31 estaciones de esquí distribuidas por toda España entre los seis sistemas montañosos de la península. Algo más de 1.173 Km. para disfrutar de un deporte que, hasta hace muy poco tiempo, se consideraba de élite y que hoy en día está al alcance de la mayoría de los bolsillos. Las previsiones meteorológicas apuntan bien, no se le puede pedir más ¡Comienza la temporada de esquí!

Una nevada prematura, hay que recordar que despedimos octubre con un temporal de frío y nieve, es un perfecto arranque de una temporada en la que los datos, además, acompañan. Los datos del año 2017 dan una percepción en el sector de una recuperación total de los niveles previos a la crisis. Después de varios años de cifras negativas, el número de visitantes a las estaciones de esquí españolas ha llegado hasta los 5,8 millones lo que supone un 7,32% más que la temporada pasada.

Todos estos datos nos llevan a que los ingresos de las estaciones de esquí españolas, se han disparado

A pesar de que la oferta es muy amplia, de norte a sur de España, el Pirineo concentra el 63% de los visitantes a las estaciones españolas, y es –también- el que más turistas extranjeros concentra en sus pistas. Baqueira y Formigal, por este orden, son las estaciones punteras en cuanto a turistas internacionales. Francia es el país que más turistas de esquí aporta a España, seguido de Portugal y de Inglaterra. De los “4 grandes del esquí”, Suiza, Italia, España y Francia, solo Italia tiene una tasa superior a la española. El número de extranjeros en nuestras estaciones ha superado, en la temporada pasada, los 510.000.

Todos estos datos nos llevan a que los ingresos de las estaciones de esquí españolas, se han disparado. El optimismo empieza a respirarse en el mundo del esquí. La facturación de las estaciones de esquí españolas en la última temporada, fue un 6,5 % mayor que la temporada anterior, lo que se traduce en 126,2 millones de euros. Una cifra nada despreciable, y que se acerca mucho a los datos de antes de la crisis.
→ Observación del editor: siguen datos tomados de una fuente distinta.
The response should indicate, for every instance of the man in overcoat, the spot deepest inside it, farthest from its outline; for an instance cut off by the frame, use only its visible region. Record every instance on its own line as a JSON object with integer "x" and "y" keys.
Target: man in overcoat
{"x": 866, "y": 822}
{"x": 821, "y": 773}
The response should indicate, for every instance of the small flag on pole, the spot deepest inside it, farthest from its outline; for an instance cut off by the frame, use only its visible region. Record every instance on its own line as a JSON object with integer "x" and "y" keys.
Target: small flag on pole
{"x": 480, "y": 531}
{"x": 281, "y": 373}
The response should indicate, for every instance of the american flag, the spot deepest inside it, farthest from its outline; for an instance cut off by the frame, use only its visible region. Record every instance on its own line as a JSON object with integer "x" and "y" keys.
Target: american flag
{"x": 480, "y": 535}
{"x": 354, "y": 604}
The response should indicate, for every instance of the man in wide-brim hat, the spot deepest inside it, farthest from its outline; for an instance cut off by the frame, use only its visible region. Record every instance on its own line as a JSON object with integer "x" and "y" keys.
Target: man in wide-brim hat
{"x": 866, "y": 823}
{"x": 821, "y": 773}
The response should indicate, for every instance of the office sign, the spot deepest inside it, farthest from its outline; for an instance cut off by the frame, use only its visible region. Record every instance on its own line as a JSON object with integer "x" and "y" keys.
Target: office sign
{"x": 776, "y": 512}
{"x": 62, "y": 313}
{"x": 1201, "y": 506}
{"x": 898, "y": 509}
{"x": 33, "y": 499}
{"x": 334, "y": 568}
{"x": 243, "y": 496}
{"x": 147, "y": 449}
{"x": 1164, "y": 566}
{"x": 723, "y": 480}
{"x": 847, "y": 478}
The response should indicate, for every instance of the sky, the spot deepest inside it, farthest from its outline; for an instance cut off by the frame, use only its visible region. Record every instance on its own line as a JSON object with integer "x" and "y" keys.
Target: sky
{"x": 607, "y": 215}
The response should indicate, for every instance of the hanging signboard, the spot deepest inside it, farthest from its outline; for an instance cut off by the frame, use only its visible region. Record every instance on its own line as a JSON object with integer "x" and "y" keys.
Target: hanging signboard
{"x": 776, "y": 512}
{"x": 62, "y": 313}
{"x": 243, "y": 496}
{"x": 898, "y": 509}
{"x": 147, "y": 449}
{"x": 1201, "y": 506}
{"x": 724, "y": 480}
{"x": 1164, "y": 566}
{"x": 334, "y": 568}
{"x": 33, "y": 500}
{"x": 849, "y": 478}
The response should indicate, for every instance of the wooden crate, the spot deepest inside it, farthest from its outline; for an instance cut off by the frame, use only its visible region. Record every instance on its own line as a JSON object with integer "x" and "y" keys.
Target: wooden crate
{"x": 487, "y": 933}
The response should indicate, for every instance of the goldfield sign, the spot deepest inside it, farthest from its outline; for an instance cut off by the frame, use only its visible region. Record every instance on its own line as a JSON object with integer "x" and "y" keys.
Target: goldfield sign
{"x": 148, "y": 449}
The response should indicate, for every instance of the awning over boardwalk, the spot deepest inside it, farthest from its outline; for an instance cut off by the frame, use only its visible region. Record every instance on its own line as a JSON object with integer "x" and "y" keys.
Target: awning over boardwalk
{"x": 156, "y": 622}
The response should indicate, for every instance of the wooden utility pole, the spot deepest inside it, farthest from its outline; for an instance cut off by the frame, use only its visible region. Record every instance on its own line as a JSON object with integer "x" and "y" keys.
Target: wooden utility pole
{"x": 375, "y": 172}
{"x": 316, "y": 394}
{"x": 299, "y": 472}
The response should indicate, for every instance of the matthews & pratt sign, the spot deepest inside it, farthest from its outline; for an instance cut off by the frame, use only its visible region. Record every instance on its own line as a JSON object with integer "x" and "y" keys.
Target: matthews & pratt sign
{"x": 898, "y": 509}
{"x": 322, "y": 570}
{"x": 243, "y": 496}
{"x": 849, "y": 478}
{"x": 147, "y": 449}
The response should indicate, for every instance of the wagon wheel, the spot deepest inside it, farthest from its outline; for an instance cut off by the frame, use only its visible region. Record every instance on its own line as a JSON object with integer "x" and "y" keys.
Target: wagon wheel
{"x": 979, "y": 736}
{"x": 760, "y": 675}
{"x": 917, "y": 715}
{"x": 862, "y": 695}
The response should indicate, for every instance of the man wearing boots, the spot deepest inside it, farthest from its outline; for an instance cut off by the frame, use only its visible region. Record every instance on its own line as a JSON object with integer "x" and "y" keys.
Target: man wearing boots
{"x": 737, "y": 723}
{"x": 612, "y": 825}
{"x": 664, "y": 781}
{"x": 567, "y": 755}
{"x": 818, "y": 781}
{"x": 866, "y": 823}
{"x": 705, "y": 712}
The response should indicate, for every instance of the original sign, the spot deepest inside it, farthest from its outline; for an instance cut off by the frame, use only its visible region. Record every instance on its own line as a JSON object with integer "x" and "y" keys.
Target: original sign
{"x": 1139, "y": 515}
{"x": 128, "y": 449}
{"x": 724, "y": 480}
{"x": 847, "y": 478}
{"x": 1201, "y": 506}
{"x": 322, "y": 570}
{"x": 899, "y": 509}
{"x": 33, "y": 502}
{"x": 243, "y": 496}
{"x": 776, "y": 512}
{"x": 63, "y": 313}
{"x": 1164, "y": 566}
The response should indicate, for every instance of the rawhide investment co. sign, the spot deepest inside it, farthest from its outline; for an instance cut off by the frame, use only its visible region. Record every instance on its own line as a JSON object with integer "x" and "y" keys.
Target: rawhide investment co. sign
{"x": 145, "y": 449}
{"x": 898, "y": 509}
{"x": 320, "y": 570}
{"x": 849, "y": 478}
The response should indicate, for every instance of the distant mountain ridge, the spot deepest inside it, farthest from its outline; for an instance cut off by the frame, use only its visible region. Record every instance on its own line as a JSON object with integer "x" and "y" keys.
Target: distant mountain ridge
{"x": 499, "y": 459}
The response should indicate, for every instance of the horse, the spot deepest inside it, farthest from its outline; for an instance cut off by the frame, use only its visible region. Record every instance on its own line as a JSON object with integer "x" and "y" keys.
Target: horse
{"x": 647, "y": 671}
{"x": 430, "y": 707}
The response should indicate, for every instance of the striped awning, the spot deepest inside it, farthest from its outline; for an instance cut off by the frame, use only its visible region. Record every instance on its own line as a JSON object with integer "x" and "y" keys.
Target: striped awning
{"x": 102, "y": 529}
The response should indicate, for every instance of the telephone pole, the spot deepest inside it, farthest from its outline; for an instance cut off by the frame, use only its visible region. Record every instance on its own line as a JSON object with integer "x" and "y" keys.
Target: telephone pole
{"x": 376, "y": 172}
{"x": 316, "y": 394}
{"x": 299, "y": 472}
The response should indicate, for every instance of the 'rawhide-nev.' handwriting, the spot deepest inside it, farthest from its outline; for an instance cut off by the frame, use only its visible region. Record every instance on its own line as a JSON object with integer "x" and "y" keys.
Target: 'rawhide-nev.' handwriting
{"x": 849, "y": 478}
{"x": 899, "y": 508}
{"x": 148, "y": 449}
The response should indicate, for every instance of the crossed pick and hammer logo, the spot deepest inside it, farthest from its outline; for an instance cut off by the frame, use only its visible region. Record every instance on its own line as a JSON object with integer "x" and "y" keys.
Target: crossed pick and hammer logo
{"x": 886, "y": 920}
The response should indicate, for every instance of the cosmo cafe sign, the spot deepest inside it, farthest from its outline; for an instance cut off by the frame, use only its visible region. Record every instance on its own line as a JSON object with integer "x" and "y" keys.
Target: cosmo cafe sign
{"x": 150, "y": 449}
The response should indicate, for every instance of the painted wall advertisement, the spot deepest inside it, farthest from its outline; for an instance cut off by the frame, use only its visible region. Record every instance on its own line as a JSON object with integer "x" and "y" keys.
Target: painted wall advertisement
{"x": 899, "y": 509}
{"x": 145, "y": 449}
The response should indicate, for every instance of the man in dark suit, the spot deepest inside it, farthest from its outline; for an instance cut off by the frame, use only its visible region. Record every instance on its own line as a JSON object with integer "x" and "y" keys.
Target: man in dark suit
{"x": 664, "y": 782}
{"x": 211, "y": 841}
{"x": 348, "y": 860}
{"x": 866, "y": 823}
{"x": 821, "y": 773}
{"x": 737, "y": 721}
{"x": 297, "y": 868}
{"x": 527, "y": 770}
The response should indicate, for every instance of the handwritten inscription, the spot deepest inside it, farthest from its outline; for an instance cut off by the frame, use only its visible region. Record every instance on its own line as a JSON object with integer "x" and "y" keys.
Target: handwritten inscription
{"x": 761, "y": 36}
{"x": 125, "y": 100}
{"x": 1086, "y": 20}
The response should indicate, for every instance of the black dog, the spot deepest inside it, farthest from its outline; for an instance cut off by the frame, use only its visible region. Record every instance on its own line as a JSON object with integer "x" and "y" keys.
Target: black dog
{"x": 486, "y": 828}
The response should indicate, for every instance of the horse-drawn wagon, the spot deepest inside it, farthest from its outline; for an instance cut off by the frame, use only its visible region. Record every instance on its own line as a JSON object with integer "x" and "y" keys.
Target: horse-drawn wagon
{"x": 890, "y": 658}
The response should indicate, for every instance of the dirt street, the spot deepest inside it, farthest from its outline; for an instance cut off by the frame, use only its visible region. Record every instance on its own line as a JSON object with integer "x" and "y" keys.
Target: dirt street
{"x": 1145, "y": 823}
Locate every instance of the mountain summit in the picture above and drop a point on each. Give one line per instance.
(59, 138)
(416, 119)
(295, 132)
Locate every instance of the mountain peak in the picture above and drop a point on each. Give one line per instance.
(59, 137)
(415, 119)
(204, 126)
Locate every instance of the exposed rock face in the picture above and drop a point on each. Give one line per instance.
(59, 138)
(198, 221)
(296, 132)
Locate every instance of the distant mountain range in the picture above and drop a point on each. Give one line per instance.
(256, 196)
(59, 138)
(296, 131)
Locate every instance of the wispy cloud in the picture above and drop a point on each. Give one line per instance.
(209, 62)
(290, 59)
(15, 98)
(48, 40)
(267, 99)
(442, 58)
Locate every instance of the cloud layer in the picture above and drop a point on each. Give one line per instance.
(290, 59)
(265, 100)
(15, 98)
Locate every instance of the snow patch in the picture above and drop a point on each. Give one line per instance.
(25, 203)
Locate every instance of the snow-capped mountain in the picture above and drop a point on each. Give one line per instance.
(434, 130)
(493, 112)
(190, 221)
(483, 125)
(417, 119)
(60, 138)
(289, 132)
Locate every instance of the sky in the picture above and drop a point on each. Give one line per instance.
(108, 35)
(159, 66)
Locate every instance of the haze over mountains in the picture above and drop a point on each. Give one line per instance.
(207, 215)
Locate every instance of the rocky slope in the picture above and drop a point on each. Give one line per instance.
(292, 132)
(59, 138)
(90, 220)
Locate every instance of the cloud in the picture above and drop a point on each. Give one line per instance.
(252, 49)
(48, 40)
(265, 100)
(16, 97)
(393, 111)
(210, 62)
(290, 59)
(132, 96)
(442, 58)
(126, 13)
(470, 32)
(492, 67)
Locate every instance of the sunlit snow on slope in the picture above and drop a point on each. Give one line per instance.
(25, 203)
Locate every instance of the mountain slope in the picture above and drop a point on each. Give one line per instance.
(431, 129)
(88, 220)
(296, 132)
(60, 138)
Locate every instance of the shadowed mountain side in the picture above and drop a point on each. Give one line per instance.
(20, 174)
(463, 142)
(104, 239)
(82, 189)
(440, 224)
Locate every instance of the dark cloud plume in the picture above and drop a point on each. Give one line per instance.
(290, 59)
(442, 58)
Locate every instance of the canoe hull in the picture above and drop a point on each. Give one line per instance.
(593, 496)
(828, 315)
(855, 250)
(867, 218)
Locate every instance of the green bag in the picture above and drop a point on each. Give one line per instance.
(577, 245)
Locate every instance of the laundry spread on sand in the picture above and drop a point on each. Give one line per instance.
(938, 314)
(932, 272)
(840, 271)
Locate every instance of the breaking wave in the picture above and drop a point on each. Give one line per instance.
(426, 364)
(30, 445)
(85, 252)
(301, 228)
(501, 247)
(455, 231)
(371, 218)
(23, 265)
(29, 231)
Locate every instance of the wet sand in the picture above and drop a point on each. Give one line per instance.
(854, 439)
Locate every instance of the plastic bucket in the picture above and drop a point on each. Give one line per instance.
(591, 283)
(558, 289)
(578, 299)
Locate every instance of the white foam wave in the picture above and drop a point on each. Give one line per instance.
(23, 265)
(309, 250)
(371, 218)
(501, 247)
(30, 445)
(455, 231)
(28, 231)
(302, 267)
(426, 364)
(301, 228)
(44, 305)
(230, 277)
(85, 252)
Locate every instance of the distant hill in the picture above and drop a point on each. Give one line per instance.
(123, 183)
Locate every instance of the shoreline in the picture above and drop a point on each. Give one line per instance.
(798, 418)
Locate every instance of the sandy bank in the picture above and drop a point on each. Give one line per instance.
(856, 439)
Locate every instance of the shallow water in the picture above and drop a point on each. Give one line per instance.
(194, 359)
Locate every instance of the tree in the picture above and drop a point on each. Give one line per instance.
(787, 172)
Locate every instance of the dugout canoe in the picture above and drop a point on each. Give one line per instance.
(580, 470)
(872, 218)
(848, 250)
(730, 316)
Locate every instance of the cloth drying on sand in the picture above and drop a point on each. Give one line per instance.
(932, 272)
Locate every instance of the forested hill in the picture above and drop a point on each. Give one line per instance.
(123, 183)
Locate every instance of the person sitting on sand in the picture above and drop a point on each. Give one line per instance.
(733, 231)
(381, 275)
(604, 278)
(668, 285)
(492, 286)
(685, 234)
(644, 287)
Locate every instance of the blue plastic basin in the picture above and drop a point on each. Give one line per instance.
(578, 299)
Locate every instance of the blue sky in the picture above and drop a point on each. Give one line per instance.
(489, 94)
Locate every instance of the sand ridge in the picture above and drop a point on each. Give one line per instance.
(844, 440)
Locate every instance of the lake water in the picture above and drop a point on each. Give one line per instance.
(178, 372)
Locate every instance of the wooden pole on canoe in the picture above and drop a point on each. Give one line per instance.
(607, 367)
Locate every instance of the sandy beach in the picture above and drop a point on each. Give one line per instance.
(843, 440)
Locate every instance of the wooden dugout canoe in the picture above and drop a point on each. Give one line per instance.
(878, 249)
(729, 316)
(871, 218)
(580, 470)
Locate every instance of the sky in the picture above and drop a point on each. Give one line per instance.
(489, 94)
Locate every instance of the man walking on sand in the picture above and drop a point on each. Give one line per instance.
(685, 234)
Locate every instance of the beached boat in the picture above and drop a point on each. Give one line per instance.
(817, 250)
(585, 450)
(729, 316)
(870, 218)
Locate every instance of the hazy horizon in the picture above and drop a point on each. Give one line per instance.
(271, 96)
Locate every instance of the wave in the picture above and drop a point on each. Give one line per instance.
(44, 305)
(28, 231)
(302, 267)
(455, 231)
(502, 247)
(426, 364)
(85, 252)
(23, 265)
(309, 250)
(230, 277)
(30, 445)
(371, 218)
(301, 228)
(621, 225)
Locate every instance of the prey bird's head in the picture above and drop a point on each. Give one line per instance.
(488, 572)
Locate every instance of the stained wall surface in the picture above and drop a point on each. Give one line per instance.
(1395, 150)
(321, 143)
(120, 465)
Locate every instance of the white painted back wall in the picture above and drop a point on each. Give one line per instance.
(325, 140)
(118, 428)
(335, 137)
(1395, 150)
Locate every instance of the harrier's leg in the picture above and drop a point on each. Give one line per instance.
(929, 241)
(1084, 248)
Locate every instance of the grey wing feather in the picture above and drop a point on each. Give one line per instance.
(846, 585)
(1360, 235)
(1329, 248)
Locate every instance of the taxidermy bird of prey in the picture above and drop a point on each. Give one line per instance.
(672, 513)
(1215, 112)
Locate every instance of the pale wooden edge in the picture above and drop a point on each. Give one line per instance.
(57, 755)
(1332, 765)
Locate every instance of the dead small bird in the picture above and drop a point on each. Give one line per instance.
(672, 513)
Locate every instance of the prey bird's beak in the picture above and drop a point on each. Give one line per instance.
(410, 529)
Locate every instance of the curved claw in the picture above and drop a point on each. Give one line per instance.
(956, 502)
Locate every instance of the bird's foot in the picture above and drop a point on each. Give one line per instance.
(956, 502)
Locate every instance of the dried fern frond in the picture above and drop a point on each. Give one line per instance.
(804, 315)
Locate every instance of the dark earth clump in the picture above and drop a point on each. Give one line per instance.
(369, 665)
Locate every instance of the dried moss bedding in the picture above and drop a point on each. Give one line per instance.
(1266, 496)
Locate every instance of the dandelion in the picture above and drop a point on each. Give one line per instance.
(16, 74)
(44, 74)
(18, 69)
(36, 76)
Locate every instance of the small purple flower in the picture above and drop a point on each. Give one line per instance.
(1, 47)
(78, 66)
Ofertas de todo tipo en alojamientos, en los forfait -abonos para acceder a pistas-, clases, así como la venta de productos para la práctica de este deporte en las grandes superficies, han sido básicas para conseguir que el turismo de invierno, el turismo de montaña, en todas sus variantes, salga de los número rojos y su letargo de los últimos años.